On the palette, Norton is perfectly distinct. Even 5 percent blended into another varietal will show up on the palate. It shows huge black fruit flavors and high acid that stands up to the richest, fattiest meals. Yes, there can be a hint of grapey-ness not evident in the Old World varietals, but surprisingly to some who have been scared off by native American varietals like Concord, Norton exhibits none of the “foxy” character that mars those grapes. (Foxy is a wine snob’s term for an unpleasant aroma of jammy sweetness and a pronounced animal-fur quality.)
With age in the bottle, Nortons tend to turn from plummy black to red in color. They lose some of their pronounced fruit, yielding to an aged Bordeaux character.

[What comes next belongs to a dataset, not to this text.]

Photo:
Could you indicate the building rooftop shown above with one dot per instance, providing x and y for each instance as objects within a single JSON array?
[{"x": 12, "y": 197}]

Not that the grape isn’t without its demands. It needs a lot of sunlight in the fruit zone, something normally solved by double trellising the vines. Its high acid levels also present some challenges in fermentation and barrel aging.
Jennifer McCloud, proprietor of Chrysalis Vineyards in Middleburg, notes that it “takes longer to get started with the grape; when you take cuttings, it doesn’t develop” as well as other varietals. And it takes that much longer for new vines to produce bottle-quality fruit.
This, McCloud speculates, may be one reason why growers were slow to return to Norton after Prohibition. Most experts agree that shortly after 1916 (which is when the Commonwealth outlawed alcohol, four years before the 18th Amendment, with some towns and cities going dry as much as 10 years earlier) the grape died in Virginia. It may have died altogether had it not been for some enterprising Missourians in the previous century.